Her mother and sister were fine-looking women, but the odd thing about Sheila was that her beauty was not an enlargement or an enhancement of their near-handsomeness. She looked like her father. The first time Wexford noticed this – she was then about six – he almost hooted aloud, so grotesque was the likeness between this exquisite piece of doll’s flesh and her gross progenitor. And yet that high broad forehead was his, the little tilted nose was his, his the pointed – although in her case, flat – ears, and in her huge grey eyes he saw his own little ones. When he was young his hair had been that flaxen gold too, as soft and as fine. Only hope she doesn’t end up looking like her dad, he thought sometimes with a rich inner guffaw.

But on the following morning his feelings towards his younger daughter were neither tender nor amused. The dog had awakened him at ten to seven with long-drawn howls and now, a quarter of an hour later; he stood on the threshold of Sheila’s bedroom, glowering.

‘This isn’t a boarding kennels, you know,’ he said. ‘Can’t you hear her?’

‘The Acrylic Swoofle Hound, Pop? Poor darling, she only wants to be taken out.’

‘What did you call her?’

‘The Acrylic Swoofle Hound. She’s a mongrel really, but that’s what Sebastian calls her. She looks as if she’s made of man-made fibres you see. Don’t you think it’s funny?’

‘Not particularly. Why can’t this Sebastian look after his own dog?’

‘He’s gone to Switzerland,’ said Sheila. ‘His plane must have gone by now.’ She surfaced from under the sheets and her father saw that her hair was wound on huge electrically heated rollers. ‘I felt awful letting him walk all that way to the station last night.’ She added accusingly, ‘But you had the car.’

‘It’s my car,’ Wexford almost shouted. This argument he knew of old was hopeless and he listened to his own voice with a kind of horror as a note of pleading crept into it. ‘If the dog wants to go out, hadn’t you better get up and take her?’
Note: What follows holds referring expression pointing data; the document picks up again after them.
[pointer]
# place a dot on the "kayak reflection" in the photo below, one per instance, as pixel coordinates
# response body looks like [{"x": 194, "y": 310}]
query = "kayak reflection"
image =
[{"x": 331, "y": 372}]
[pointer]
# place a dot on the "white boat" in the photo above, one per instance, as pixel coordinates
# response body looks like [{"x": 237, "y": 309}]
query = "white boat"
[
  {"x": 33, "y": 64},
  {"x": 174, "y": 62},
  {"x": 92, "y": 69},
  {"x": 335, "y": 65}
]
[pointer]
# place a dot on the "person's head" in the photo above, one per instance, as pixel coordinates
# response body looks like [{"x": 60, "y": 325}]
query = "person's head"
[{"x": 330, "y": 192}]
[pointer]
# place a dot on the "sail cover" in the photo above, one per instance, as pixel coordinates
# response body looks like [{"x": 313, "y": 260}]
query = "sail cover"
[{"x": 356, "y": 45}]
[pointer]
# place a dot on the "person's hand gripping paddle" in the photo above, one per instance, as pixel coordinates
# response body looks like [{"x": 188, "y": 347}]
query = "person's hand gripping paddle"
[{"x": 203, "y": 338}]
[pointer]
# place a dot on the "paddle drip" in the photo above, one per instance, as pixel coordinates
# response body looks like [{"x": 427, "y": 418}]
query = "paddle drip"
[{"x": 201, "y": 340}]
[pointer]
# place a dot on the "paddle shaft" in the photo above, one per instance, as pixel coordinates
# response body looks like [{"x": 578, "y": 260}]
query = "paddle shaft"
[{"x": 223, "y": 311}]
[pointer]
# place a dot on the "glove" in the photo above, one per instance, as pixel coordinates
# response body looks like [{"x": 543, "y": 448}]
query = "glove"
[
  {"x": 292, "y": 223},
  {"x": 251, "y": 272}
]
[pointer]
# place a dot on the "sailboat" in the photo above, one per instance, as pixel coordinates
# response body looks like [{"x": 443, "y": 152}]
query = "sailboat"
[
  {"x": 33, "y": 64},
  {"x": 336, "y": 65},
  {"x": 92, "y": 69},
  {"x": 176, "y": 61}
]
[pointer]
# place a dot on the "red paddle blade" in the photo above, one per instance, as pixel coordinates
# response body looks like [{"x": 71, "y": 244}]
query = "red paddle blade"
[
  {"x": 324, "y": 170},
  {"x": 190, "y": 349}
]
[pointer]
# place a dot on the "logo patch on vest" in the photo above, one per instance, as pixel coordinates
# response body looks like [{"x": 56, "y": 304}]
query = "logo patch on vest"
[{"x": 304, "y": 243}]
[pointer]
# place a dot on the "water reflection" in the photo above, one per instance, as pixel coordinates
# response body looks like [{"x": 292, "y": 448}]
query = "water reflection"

‘I can’t. I’ve just set my hair.’ Downstairs Clytemnestra let out a howl that ended in a series of urgent yelps. Sheila threw back the bedclothes and sat up, a vision in pink baby doll pyjamas.

‘God almighty!’ Wexford exploded. ‘You can’t take your friend’s dog out but you can get up at the crack of dawn to set your hair.’

‘Daddy…’ The wheedling tone as well as the now seldom-used paternal appellation told Wexford that a monstrous request was to be made of him. He glared, drawing his brows together in the manner that made Kingsmarkham’s petty offenders tremble. ‘Daddy, duck, it’s a gorgeous morning and you know what Dr Crocket said about your weight and I have just set my hair…’

‘I am going to take a shower,’ Wexford said coldly.

He took it. When he emerged from the bathroom the dog was still howling and pop music was issuing from behind Sheila’s door. A degenerate male voice exhorted its hearers to give it love or let it die in peace.

‘There seems to be an awful lot of noise going on, darling,’ said Mrs Wexford sleepily.

‘You’re joking.’

He opened Sheila’s door. She was applying a face pack. ‘Just this once, then,’ said the chief inspector. ‘I’m only doing it because I want your mother to have a quiet lie-in, so you can turn that thing off for a start.’

‘You are an angel, Daddy,’ said Sheila, and she added dreamily, ‘I expect Clytemnestra has spent a penny by now.’

Clytemnestra. Of all the stupid pretentious names for a dog… But what else could you expect of someone called Sebastian? She had not, however, yet “spent a penny”. She flung herself on Wexford, yelping frantically, and when he pushed her away, ran round him in circles, wildly gyrating her tail and flapping her knitted ears.

Wexford found the lead, obligingly left by Sheila in a prominent position on top of the refrigerator. Undoubtedly it was going to be a beautiful day, a summer’s day such as is unequalled anywhere in the world but in the South of England, a day that begins with mists, burgeons into tropical glory and dies in blue and gold and stars.

‘Full many a glorious morning,’ quoted Wexford to Clytemnestra, ‘have I seen, flatter the mountain tops with sovereign eye.’

Clytemnestra agreed vociferously, leaping on to a stool and screeching hysterically at sight of her lead.